Like many other people, my first reaction when I learned that Blizzard would be experimenting with a subscription model for StarCraft II in Russia was along the lines of, “Wait, what the hell?” The more I look at it, though, the more that reaction turns to, “You know, this is brilliant. I can’t wait for Blizzard to bring it over here.”
It’s true that – as someone who likes MMOGs – I’m completely down with the subscription model for games, but I also understand why some people don’t like them. StarCraft II‘s “subscription” (if you can even call it that) really is the best of both worlds, however, and something that most gamers might actually love once they get that dreaded “s-word” out of their mind.
Here’s how it works: Russian gamers will be able to buy a version of StarCraft II at 999 rubles ($34.36, £22.38 or €25.41 – roughly half the full price of the European version), or a jewel-case bargain-bin version at 499 rubles ($17.16, £11.13 or €12.63). Both versions are complete copies of the game – they have the campaign mode, the challenge maps, and the full multiplayer – but they can only be played on a special Russia-only Battle.net, and the multiplayer has a timer attached.
After four months of play for the 499-ruble version, or a year for the 999-ruble version, the game will shift to a subscription model, where the gamer must pay 100 rubles ($3.44, £2.23, €2.53) a month to access Battle.net. At any time, however – even right after getting the game – the player can “upgrade” to the full version for ~1200 rubles, letting them access the full European Battle.net servers and play until the end of time without ever seeing a single subscription payment.
Even if you’re the world’s most fervent opponent of the subscription model for games, for the sake of argument, put that word as far from your mind as possible right now. The subscription isn’t the point.

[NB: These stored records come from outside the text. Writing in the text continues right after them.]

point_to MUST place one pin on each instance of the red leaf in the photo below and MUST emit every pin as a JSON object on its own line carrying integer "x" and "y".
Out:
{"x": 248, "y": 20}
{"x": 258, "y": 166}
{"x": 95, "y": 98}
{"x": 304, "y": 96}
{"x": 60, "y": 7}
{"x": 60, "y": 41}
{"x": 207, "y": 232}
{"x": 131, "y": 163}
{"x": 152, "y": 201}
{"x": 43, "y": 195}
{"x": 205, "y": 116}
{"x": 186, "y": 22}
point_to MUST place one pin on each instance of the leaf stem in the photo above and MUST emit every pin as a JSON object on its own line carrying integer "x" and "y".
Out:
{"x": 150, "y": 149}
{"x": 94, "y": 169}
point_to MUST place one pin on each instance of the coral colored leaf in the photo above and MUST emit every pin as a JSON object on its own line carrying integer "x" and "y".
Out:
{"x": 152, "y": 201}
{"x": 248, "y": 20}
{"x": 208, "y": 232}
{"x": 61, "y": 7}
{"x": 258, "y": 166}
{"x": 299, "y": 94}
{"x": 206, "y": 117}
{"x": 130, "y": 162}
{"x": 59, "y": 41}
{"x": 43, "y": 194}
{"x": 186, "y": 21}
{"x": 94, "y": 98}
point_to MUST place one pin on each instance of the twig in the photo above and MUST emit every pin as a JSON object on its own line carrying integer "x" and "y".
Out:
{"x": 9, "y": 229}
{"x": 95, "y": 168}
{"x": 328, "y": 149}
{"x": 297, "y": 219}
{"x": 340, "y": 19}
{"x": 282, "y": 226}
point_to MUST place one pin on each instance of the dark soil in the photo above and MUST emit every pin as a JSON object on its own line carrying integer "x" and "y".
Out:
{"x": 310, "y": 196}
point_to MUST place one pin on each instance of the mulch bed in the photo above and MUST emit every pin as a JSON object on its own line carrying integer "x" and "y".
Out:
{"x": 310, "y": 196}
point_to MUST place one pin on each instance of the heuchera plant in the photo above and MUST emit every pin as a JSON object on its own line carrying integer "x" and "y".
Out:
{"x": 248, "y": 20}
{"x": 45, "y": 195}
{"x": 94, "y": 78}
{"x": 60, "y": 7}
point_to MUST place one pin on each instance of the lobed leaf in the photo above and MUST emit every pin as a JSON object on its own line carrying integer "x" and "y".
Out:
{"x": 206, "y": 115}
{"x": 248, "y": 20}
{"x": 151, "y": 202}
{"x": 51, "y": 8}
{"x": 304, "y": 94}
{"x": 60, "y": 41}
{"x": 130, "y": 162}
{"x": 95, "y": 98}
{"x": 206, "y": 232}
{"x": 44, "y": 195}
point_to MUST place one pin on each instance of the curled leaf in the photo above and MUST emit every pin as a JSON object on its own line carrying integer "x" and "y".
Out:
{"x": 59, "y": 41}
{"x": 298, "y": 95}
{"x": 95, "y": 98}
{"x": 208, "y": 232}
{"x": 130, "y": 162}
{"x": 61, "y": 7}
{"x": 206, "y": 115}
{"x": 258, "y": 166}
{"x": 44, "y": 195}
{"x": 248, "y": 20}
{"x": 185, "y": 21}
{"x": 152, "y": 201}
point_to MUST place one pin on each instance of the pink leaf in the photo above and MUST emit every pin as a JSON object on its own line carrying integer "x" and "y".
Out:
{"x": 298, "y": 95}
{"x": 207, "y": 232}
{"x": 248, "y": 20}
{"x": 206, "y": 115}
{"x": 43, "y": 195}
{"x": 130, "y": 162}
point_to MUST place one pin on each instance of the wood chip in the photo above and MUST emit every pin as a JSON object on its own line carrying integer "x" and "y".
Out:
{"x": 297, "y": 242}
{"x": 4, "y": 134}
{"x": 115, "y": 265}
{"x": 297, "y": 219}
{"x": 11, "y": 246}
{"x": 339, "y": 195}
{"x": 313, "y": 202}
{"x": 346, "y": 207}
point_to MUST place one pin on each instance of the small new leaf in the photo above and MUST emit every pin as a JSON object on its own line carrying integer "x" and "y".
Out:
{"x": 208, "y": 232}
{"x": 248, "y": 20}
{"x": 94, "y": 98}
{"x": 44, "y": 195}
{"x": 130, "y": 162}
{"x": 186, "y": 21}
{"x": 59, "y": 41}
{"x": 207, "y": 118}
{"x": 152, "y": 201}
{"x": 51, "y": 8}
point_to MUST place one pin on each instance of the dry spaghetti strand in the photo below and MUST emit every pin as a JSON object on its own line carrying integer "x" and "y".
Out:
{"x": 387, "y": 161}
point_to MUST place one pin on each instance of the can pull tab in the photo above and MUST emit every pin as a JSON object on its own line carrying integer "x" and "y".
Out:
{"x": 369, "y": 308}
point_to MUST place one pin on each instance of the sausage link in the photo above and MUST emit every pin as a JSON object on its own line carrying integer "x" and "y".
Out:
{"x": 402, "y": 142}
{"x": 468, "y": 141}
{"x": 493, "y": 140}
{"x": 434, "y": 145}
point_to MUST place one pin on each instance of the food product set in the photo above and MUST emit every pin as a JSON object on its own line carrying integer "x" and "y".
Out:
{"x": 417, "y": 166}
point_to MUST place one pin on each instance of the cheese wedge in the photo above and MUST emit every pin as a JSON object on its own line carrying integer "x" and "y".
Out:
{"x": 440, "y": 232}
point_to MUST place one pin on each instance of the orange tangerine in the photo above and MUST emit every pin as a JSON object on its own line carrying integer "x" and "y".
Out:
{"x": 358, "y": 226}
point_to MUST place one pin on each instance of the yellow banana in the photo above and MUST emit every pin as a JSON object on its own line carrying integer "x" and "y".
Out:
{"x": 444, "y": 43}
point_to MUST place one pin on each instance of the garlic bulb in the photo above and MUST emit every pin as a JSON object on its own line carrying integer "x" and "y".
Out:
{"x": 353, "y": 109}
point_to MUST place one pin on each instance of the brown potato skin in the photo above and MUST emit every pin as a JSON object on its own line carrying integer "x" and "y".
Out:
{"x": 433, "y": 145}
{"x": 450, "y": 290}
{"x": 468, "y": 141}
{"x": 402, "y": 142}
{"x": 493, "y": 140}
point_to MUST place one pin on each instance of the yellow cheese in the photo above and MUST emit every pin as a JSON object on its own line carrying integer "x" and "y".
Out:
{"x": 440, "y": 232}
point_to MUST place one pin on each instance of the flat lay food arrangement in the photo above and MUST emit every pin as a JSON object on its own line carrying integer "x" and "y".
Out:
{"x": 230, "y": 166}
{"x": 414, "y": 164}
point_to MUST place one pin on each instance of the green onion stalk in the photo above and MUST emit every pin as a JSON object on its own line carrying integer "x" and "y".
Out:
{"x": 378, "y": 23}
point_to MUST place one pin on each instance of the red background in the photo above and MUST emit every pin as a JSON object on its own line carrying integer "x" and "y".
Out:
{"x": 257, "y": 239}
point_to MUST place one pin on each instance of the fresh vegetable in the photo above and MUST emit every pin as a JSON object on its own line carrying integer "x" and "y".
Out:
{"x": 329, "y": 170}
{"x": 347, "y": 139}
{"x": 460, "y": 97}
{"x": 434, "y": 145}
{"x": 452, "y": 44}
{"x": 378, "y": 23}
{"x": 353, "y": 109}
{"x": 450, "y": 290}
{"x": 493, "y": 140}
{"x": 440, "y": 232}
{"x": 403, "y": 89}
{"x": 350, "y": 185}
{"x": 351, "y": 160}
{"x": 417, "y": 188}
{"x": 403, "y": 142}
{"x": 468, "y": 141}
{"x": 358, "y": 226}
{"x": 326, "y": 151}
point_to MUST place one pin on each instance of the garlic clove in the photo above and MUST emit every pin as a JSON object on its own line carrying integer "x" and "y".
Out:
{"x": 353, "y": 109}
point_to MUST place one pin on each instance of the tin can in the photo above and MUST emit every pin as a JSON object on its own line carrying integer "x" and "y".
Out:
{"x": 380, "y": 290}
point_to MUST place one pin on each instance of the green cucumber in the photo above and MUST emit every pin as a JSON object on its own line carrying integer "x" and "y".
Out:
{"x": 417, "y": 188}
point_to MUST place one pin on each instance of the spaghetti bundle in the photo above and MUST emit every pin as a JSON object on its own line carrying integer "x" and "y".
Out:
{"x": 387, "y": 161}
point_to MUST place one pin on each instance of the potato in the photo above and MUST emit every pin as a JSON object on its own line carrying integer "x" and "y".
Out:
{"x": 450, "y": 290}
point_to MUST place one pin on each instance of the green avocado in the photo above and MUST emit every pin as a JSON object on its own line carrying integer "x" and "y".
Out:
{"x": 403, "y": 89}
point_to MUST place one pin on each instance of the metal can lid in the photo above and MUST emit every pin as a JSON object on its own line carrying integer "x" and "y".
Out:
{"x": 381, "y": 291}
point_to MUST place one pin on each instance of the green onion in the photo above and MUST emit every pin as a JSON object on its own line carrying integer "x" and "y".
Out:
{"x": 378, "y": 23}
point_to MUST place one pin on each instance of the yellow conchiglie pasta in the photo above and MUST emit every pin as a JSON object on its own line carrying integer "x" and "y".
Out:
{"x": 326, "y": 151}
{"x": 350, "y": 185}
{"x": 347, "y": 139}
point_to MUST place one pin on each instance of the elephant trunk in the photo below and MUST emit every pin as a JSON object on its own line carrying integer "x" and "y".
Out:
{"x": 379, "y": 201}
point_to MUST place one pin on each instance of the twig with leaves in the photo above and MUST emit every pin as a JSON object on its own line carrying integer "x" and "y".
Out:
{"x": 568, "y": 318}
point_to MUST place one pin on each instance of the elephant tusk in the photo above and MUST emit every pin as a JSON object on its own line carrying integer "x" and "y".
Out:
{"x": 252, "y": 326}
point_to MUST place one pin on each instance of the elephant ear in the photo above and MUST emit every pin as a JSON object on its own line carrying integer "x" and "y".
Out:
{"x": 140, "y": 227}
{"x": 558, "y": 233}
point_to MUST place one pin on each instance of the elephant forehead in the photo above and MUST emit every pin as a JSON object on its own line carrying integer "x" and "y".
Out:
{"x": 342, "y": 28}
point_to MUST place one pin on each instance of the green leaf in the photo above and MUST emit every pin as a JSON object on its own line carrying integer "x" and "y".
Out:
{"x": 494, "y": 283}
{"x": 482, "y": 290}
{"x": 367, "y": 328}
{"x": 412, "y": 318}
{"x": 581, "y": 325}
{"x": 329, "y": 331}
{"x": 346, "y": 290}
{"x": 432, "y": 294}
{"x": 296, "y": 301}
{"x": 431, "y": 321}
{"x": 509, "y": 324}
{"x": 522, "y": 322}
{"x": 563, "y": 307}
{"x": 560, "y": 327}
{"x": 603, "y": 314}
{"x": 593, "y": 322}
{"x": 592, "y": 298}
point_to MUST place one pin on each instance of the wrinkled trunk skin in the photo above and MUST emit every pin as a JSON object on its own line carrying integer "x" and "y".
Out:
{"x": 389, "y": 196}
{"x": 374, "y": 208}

With this price model, Blizzard is offering a lower bar of entry for consumers to test the waters – so to speak. Unlike the similarly-principled “paid demos” rumored to be in the works at EA, this gives prospective buyers a taste of the full game at a much lower buy-in cost. More importantly, it gives consumers options.
If you know that you’ll be spending years playing StarCraft II (like the decade-old competitive scene for StarCraft), you upgrade to the full version right off the bat. If you’re confident that you’ll put quite a bit of time into the game but don’t know if it’ll hold your interest for more than a year, get the 999-ruble version and don’t subscribe.
If you’re not at all sure whether multiplayer StarCraft II is for you, get the four-month multiplayer with the 499 ruble version. Unlike a normal demo, this is the full game – instead of wondering if the developers just packaged the best parts of the game as the demo, you get to see absolutely everything.
Imagine if we did that over here in the West. Take a hypothetical gamer – let’s call him Chuck. Chuck is trying to decide between getting Battlefield Bad Company 2 and Left 4 Dead 2, but can’t afford to buy both (let’s assume that both games are full price). Currently, he’d have to wait for a sale on Steam, use an incomplete demo copy of the game, or take a gamble and put his money on one, hoping it’s the one that’ll appeal to him the most.
With Blizzard’s price model, Chuck buys the 4-month limited version of both L4D2 and BBC2, and plays both of them to his heart’s content, getting access to all the possible content there is. He finds that the zombie-killing co-op action of Left 4 Dead 2 appeals to him more than the military combat of Battlefield, and so cancels his membership to the one while upgrading to the full, un-limited version of the other – all for the price of buying one game new.
Consumers win by having a lower opt-in bar for a game they might not be sure about playing, without the inherent limitations that accompany a standard free demo (that Crytek founder Cevat Yerli thinks might be going away). Blizzard wins – as do other companies that try this model – by getting more people to actually spend money on its games instead of just pirating them, particularly in areas like Russia or China where legally purchased software is the exception rather than the rule.
If there’s a down side to all of this, I certainly can’t think of one. You get a full game for potentially a quarter of the cost; a company gets to recoup its investments without asking consumers to drop a good chunk of change. Even if many buyers don’t upgrade, a lower price means that more people are likely to make an impulse purchase – you make up for the lower price with raw volume of sales.
It’s a legitimate win-win situation, and we shouldn’t automatically nix it because it mentions the word “subscription” somewhere down the line.
John Funk would still be getting the $100 Collector’s Edition anyway.